Росший в атмосфере “вечной нескладицы”, но среди людей “свободных”, он рано узнал, что “истину ищут только одиночки и порывают со всеми, кто любит ее недостаточно”; что “надо быть верным Христу” и что экзистенция содержится в Евангелии: “Это, во-первых, любовь к ближнему <…>, и затем это главные составные части современного человека, без которых он не мыслим, а именно идея свободной личности и идея жизни как жертвы” (11—12). (Сравним эту идею с основной коллизией литературы романтизма: личность и вселенная.) А поскольку и окружавшие его ровесники были из “задумывающихся детей”15— сын бунтаря Ника Дудоров и не вписывающийся “в историю” Миша Гордон оттого, возможно, уже с юности в “Юриной душе все было сдвинуто и перепутано и все резко самобытно – взгляды, навыки и предрасположения. Он был беспримерно впечатлителен, новизна его восприятия не поддавалась описанию” (63). Голос тайны “жизни и смерти”, “заглушая все остальное, преследовал Юру” (64). И он, как и взрослые, осознавал, что –
талатливый, а “талант —это… не как у всех…” (66).
В какой-то мере этот сюжетный отрезок, форгешихте романа, действительно, подтверждает комментарии автора касательно “Жизни Клима Самгина”, т.ак как созвучен детству-становлению Клима Ивановича, который рос и воспитывался в среде передовой демократической интеллигенции и выделялся взрослыми из остальных детей, но выделялся не как ребенок талантливый, а как – особенный, умный, и Горький на протяжении всего романа делает акцент именно на этой характеристике героя.
Осознание своей индивидуальности, таланта, избранности (что сразу задает вектор читательского восприятия образа как образа по контрасту) подчиняет этому и Юрино существование в профессии: “В этом интересе к физиологии зрения сказались другие стороны Юриной природы – его творческие задатки и его размышления о существе художественного образа и строение логической идеи” (78).
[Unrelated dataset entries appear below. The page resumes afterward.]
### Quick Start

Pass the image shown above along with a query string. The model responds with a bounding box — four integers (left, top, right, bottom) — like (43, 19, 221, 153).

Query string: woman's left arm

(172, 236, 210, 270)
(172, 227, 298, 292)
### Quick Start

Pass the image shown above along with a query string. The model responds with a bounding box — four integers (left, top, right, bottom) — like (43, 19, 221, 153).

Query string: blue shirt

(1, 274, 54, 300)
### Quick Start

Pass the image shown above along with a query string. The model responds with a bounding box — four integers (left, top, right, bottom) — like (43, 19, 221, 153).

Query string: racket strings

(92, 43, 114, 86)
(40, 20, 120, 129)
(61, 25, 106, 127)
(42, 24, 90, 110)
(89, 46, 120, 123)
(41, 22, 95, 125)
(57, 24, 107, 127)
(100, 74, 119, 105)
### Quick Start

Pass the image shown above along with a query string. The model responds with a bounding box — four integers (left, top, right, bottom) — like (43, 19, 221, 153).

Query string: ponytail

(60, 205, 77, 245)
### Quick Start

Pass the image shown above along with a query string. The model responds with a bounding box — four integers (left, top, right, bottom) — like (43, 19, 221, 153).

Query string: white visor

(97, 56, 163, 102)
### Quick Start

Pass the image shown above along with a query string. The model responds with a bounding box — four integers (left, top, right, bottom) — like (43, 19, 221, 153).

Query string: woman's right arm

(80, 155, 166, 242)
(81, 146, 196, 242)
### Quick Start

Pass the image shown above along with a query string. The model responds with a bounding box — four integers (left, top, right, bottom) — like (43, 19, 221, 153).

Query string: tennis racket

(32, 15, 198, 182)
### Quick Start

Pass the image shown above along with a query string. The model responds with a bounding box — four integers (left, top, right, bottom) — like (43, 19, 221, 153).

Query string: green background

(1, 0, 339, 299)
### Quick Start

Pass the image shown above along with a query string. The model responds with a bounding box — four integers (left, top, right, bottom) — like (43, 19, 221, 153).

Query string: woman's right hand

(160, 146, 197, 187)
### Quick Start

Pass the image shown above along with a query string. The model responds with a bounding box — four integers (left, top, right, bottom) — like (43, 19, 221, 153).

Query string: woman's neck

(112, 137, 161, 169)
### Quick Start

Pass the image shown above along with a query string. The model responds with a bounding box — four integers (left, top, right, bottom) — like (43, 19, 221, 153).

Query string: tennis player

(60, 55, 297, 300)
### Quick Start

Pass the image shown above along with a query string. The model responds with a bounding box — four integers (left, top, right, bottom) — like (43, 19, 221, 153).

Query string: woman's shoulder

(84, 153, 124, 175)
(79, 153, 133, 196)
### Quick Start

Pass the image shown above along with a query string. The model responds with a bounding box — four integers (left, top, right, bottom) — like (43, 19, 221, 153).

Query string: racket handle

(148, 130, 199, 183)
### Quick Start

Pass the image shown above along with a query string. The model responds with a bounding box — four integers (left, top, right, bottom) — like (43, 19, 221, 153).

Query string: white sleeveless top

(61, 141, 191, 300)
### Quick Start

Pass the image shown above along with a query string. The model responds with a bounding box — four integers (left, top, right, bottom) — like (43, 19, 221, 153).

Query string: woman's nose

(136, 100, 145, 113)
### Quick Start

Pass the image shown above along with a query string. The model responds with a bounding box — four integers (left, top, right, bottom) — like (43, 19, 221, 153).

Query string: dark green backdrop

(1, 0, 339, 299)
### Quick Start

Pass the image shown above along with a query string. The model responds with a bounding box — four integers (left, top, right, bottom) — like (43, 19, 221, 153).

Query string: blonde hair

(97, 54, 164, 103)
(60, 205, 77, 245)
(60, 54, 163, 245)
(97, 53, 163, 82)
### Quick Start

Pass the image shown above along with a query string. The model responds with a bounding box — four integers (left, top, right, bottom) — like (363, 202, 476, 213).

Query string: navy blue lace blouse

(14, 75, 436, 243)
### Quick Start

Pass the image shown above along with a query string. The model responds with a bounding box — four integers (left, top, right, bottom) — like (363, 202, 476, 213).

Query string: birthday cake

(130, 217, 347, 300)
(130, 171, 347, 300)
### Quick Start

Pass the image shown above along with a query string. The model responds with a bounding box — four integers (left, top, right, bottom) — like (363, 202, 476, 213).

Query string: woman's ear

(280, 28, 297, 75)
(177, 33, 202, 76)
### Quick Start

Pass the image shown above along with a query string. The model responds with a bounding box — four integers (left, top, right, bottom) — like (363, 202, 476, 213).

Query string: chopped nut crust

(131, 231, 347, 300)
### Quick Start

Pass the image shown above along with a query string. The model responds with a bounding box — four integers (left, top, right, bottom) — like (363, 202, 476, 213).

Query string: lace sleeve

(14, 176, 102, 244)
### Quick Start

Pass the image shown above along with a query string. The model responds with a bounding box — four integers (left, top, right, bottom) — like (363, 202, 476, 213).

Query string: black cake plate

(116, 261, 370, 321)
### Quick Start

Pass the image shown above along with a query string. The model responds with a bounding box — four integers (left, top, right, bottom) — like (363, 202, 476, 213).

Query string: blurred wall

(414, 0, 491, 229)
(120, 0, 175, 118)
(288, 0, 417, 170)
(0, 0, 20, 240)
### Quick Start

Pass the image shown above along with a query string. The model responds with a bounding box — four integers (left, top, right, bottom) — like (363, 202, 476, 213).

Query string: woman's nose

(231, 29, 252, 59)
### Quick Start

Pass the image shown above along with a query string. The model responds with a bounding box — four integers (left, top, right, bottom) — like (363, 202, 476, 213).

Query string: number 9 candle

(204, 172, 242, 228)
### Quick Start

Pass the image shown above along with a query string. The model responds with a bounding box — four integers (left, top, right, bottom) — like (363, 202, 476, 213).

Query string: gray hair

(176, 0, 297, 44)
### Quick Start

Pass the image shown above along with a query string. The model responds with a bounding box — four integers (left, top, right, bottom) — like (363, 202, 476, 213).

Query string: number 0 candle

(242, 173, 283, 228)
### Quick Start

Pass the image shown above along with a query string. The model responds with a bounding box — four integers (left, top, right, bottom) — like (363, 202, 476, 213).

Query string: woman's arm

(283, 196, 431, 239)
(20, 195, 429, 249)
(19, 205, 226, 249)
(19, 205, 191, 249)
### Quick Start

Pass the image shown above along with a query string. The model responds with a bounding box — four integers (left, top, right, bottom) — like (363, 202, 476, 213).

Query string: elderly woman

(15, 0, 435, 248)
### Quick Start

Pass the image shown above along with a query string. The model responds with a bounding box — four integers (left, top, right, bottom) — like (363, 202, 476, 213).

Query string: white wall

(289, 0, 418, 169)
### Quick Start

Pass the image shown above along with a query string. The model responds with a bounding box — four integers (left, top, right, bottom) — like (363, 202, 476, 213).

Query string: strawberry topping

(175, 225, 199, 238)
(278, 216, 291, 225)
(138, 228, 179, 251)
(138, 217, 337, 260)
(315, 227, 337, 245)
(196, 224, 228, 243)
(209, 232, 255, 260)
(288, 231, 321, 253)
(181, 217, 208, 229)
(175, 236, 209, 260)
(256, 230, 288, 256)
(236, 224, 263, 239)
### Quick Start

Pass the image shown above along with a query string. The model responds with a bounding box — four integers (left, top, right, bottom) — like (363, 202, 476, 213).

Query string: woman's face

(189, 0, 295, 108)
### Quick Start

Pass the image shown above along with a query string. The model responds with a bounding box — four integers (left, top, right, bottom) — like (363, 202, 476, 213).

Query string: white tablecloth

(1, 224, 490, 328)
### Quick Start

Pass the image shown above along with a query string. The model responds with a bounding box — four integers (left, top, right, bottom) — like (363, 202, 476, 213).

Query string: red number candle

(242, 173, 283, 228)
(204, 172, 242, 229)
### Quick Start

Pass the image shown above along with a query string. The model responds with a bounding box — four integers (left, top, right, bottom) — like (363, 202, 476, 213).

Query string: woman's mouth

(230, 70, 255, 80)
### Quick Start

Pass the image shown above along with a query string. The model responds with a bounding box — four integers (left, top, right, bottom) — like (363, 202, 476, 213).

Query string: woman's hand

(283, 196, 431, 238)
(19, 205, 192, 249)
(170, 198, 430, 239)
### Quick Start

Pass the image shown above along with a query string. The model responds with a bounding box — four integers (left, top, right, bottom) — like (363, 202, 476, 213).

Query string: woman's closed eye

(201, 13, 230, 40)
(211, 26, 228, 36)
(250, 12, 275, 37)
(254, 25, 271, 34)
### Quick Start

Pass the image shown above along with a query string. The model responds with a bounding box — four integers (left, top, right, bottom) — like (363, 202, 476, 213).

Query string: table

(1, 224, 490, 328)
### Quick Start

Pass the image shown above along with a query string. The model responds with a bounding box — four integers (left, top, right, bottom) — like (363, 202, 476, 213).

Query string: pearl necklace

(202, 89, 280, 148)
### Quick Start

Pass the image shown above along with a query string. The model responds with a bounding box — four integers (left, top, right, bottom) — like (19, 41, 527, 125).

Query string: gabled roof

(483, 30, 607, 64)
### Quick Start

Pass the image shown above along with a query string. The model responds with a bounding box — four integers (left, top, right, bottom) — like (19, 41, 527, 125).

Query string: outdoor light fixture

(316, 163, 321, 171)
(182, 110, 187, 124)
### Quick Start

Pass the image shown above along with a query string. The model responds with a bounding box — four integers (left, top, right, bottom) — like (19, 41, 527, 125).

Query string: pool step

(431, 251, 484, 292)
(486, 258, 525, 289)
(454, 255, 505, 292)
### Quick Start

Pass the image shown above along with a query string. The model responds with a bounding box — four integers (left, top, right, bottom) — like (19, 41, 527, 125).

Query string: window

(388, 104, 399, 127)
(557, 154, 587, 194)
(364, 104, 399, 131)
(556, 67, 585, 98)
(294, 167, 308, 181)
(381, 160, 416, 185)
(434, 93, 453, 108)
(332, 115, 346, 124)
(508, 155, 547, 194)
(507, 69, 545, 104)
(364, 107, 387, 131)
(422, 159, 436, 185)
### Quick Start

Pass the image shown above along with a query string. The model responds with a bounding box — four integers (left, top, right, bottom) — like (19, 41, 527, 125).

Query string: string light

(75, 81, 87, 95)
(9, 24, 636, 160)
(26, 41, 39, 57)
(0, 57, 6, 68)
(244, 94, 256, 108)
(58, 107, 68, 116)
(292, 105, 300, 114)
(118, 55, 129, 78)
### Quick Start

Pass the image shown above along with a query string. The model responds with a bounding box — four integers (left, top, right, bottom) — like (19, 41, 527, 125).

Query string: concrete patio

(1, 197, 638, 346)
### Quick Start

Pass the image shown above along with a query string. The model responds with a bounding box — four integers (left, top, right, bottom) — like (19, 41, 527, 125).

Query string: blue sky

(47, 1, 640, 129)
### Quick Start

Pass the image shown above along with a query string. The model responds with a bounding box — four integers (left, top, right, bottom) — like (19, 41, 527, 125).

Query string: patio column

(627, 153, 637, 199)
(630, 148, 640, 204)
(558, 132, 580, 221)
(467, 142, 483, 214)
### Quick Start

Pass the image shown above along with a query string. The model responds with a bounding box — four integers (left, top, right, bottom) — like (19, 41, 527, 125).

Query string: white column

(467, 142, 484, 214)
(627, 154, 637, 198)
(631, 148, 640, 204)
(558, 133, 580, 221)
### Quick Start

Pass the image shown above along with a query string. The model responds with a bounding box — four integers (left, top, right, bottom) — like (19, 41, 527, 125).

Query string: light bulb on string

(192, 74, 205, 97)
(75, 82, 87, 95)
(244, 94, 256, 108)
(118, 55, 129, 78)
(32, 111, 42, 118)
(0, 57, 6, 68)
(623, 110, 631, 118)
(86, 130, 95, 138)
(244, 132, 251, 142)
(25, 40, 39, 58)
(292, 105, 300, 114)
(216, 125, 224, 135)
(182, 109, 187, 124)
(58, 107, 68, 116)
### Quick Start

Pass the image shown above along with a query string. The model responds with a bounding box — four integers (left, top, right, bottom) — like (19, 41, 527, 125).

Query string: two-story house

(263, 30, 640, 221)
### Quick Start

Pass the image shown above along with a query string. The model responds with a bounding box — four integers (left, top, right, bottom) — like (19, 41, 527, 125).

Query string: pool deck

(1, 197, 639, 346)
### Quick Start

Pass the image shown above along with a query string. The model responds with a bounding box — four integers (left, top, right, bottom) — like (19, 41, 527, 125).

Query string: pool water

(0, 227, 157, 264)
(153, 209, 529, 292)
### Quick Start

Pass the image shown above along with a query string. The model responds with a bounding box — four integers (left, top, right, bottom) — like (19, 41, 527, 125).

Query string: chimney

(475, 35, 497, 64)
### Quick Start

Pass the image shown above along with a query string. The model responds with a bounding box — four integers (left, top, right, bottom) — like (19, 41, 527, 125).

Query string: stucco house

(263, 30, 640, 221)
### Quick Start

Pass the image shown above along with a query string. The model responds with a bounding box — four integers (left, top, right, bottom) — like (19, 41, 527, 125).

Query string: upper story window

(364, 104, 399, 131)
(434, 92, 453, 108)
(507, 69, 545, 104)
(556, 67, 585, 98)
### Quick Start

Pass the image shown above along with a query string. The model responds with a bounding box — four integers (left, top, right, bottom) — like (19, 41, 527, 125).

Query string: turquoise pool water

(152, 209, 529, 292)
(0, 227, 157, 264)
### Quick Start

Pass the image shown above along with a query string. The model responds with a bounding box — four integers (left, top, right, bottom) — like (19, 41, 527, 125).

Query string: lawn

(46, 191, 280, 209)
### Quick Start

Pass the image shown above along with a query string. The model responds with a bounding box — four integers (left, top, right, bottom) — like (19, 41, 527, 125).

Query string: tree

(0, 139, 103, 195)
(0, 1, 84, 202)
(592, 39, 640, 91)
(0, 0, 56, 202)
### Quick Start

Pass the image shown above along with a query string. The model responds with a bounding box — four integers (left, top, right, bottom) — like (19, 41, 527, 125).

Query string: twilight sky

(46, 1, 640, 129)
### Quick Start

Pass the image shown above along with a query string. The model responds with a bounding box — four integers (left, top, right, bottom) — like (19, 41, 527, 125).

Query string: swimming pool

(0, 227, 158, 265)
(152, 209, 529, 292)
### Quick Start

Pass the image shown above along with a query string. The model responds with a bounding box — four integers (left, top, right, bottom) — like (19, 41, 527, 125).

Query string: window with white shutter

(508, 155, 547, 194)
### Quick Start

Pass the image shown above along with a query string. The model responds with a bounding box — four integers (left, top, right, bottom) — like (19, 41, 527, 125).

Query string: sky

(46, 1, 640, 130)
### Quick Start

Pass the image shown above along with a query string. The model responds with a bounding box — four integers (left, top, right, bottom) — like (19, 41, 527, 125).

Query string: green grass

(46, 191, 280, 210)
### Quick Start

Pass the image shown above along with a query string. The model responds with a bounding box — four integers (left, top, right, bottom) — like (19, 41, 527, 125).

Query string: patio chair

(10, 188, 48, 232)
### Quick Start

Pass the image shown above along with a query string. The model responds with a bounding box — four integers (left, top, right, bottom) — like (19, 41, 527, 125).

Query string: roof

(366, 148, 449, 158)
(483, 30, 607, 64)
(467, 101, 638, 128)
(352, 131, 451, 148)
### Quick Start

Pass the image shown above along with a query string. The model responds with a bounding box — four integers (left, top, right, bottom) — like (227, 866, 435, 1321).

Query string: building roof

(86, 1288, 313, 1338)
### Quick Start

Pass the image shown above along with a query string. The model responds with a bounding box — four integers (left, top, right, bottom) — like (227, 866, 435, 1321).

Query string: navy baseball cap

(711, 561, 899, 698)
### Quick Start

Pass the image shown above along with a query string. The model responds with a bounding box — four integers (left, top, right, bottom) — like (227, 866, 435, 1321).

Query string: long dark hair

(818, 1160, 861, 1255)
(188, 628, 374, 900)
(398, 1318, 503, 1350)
Оно же позволяет чувствовать себя “стоящим на равной ноге со вселенною” (сравним это с демоническими устремлениями роковых героев Мильтона, Байрона, Лермонтова), слушая “заупокойную службу как сообщение, непосредственно к нему обращенное и прямо его касающееся” (87), и понимать, что “искусство всегда, не переставая, занято двумя вещами. Оно неотступно размышляет о смерти и неотступно творит этим жизнь. Большое истинное искусство, то, которое называется Откровением Иоанна, и то, которое его дописывает” (89).
Принимая сначала своим творческим воображением революционные перемены в обществе за первую, позитивную, фазу бунта как за требование прозрачности во мраке и гармонии (о чем пишет Камю в “Мифе о Сизифе” и “Бунтующем человеке”) или за позитивные, созидающие, объединяющие с Душой Мира стихии романтизма, о которых пишет Блок и которым в идейно-тематическом плане романа уделяется столько внимания (что только дополнительно закрепляет при всех реализмах за внутренней формой текста романтические коннотации), Живаго вначале служит новому строю, тем самым отстраняясь и становясь лишним своему классу.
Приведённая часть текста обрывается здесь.